I am interested in discussing how one would go about finding the total number of pages your site has when every page is dynamic. Using a link checker like Xenu relies on every page of your site having a link to it, which I believe is the case, but I can only guess when I don't know the actual page inventory.
The challenge with using a log analyzer is that entries into the logs are dependant upon the page being requested, if pages on my site receive no traffic (human or bot) these pages would not be able to be counted.
I am curious if anyone else has had this problem and what you did to solve it?
This is something that only a site engineer can solve properly, by generating tables for the various parameters available to each template. Then you'd have to do some multiplying to get an estimate of possible pages, if parameters apply in combinations. You'll still have issues if some combinations produce a null page.

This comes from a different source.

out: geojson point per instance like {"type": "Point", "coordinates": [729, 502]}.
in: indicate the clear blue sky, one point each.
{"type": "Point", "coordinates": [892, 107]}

Any tracking procedure will as you say get only pages that have been requested.
A link follower will not be able to deal with dropdown lists (I could be wrong, if so I want to know what link tracker will do it.)
My concerns about an estimate is that I could be 10-15% off and this could have huge implications on a financial model you build on top of this number.
On top of the financial model it would be very valuable for me to know the actual number of pages on my site as this will help show how well search engines are indexing us.
I am surely not with the only organization who has had this problem as I can only imagine that most larger companies suffer from this issue. Specifically if you have blogs, community, and directory and thus page growth is occuring from users as apposed to a centralized development cycle.
At this point I am open for any kind of an idea, even brain storming.
If page growth is coming from the outside, as in blogs or community stuff, then those pages will have been requested, right? And logs will then be recording them as new, unique URLs. Feeding raw logs to a database tool or script should give you pretty good counts and you won't need an analytics tool.
But doesn't your CMS generate page counts for you? Most do.